Improvement in Speed and Accuracy of Multiple Sequence Alignment Program PRIME

Abstract

Multiple sequence alignment (MSA) is a useful tool in bioinformatics. Although many MSA algorithms have been developed, there is still room for improvement in accuracy and speed. We have developed an MSA program PRIME, whose crucial feature is the use of a group-to-group sequence alignment algorithm with a piecewise linear gap cost. We have shown that PRIME is one of the most accurate MSA programs currently available. However, PRIME is slower than other leading MSA programs. To improve computational performance, we newly incorporate anchoring and grouping heuristics into PRIME. An anchoring method is to locate well-conserved regions in a given MSA as anchor points to reduce the region of DP matrix to be examined, while a grouping method detects conserved subfamily alignments specified by phylogenetic tree in a given MSA to reduce the number of iterative refinement steps.

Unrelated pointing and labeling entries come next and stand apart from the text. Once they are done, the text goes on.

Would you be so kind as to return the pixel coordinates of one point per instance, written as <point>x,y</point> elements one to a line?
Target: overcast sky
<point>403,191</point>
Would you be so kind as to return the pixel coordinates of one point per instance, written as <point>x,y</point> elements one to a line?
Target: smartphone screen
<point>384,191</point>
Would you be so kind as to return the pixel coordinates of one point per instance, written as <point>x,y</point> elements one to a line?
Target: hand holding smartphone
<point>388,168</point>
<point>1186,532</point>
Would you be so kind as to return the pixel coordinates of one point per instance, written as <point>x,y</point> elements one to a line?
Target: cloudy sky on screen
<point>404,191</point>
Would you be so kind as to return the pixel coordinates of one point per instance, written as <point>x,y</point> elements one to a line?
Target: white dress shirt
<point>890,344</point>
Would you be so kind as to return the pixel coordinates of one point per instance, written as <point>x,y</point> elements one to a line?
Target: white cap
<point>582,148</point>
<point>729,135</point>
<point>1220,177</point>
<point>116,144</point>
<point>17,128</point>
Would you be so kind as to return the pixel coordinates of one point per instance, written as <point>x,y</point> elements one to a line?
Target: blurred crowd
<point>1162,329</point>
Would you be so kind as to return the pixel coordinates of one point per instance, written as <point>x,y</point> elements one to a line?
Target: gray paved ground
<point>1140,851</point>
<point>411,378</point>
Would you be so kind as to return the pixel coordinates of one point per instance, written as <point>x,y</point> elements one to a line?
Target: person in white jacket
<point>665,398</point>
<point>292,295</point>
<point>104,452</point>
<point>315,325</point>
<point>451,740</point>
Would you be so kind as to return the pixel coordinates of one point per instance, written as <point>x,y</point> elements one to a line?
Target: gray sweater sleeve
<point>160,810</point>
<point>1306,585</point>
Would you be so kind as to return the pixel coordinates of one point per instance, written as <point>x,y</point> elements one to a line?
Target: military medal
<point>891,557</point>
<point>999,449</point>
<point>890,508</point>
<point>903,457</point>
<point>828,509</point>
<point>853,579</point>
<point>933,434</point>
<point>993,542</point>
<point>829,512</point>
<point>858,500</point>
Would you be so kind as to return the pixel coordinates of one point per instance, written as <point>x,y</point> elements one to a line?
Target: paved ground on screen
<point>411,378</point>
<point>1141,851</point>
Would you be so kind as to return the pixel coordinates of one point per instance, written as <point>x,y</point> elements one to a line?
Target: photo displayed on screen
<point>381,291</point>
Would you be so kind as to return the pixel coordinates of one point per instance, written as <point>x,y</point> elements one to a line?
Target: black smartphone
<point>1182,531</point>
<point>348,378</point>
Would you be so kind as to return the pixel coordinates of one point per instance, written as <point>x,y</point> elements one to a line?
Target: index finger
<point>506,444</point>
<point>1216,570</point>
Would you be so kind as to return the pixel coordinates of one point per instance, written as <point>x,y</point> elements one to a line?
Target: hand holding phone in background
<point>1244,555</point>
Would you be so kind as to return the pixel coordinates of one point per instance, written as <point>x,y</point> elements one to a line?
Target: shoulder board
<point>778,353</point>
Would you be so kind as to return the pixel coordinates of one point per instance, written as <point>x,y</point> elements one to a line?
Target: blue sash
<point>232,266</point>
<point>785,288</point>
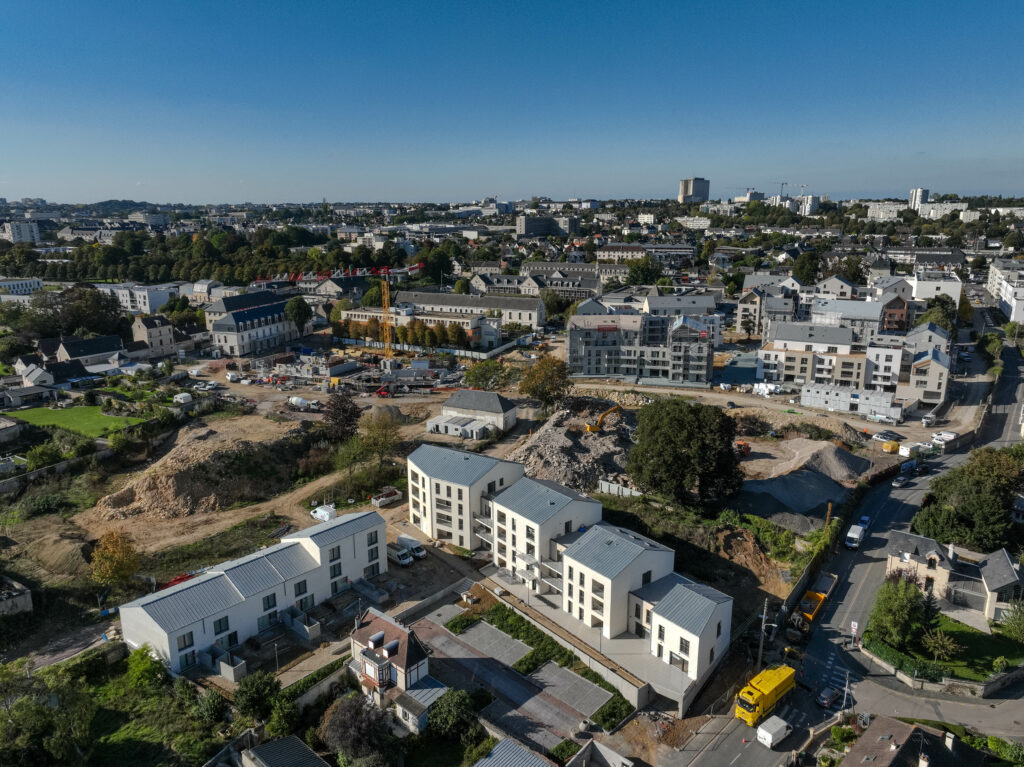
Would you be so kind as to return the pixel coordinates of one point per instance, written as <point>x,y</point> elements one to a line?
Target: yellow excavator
<point>600,419</point>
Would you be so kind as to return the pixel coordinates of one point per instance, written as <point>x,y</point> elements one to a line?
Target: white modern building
<point>446,488</point>
<point>20,231</point>
<point>204,620</point>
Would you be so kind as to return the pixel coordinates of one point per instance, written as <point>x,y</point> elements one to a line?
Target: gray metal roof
<point>997,570</point>
<point>509,754</point>
<point>192,601</point>
<point>422,695</point>
<point>327,534</point>
<point>690,606</point>
<point>538,500</point>
<point>484,401</point>
<point>608,550</point>
<point>451,465</point>
<point>811,333</point>
<point>286,752</point>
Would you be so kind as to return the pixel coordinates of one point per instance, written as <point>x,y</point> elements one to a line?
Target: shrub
<point>564,751</point>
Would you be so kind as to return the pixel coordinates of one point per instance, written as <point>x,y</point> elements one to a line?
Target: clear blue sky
<point>228,101</point>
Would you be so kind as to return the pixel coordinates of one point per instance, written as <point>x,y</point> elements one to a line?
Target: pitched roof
<point>509,754</point>
<point>451,465</point>
<point>91,346</point>
<point>608,550</point>
<point>997,570</point>
<point>538,500</point>
<point>485,401</point>
<point>286,752</point>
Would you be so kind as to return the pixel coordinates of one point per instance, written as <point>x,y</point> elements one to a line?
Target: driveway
<point>521,707</point>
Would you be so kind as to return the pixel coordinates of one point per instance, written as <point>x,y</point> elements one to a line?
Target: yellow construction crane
<point>387,328</point>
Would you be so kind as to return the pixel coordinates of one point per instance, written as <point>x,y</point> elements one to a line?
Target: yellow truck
<point>762,693</point>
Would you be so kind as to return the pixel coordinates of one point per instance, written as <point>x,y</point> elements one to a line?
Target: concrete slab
<point>444,612</point>
<point>521,727</point>
<point>495,643</point>
<point>570,688</point>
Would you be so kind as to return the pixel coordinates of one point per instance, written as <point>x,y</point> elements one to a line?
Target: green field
<point>85,420</point>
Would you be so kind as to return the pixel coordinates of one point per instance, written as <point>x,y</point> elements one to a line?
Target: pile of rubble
<point>564,452</point>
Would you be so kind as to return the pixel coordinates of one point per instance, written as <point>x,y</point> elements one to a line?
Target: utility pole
<point>761,643</point>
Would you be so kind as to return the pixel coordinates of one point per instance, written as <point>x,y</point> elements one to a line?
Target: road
<point>827,662</point>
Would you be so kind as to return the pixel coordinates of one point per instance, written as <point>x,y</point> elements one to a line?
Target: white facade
<point>446,487</point>
<point>235,600</point>
<point>20,287</point>
<point>20,231</point>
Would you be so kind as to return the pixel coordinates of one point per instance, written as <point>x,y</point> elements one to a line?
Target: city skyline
<point>407,103</point>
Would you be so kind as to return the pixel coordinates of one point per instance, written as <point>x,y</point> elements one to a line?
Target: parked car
<point>827,697</point>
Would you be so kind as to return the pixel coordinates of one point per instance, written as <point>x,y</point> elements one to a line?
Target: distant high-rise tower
<point>694,190</point>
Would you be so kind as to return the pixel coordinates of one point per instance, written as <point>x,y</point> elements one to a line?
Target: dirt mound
<point>564,452</point>
<point>59,554</point>
<point>212,467</point>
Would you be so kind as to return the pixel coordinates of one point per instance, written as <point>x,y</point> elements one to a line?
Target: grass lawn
<point>237,541</point>
<point>979,650</point>
<point>86,420</point>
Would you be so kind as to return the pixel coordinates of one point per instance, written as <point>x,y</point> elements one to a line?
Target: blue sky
<point>229,101</point>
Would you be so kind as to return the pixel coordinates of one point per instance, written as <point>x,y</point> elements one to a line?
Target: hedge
<point>545,648</point>
<point>461,622</point>
<point>919,669</point>
<point>294,691</point>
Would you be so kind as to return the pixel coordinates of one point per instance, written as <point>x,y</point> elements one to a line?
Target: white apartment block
<point>202,621</point>
<point>140,299</point>
<point>446,489</point>
<point>20,286</point>
<point>1006,283</point>
<point>20,231</point>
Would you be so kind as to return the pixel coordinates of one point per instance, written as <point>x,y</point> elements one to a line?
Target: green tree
<point>1013,622</point>
<point>452,714</point>
<point>355,727</point>
<point>489,375</point>
<point>683,448</point>
<point>644,270</point>
<point>341,417</point>
<point>941,645</point>
<point>380,434</point>
<point>255,694</point>
<point>144,672</point>
<point>298,311</point>
<point>547,380</point>
<point>898,612</point>
<point>42,456</point>
<point>115,559</point>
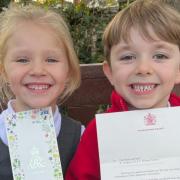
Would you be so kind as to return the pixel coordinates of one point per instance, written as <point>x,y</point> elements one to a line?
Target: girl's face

The results of BAliBASE 3.0 and PREFAB 4 benchmark tests indicated that these heuristics contributed to reduction in the computational time of PRIME by more than 60% while the average alignment accuracy measures decreased by at most 2%. Additionally, we evaluated the effectiveness of iterative refinement algorithm based on maximal expected accuracy (MEA). Our experiments revealed that when many sequences are aligned, the MEA-based algorithm significantly improves alignment accuracy compared with the standard version of PRIME at the expense of a considerable increase in computation time.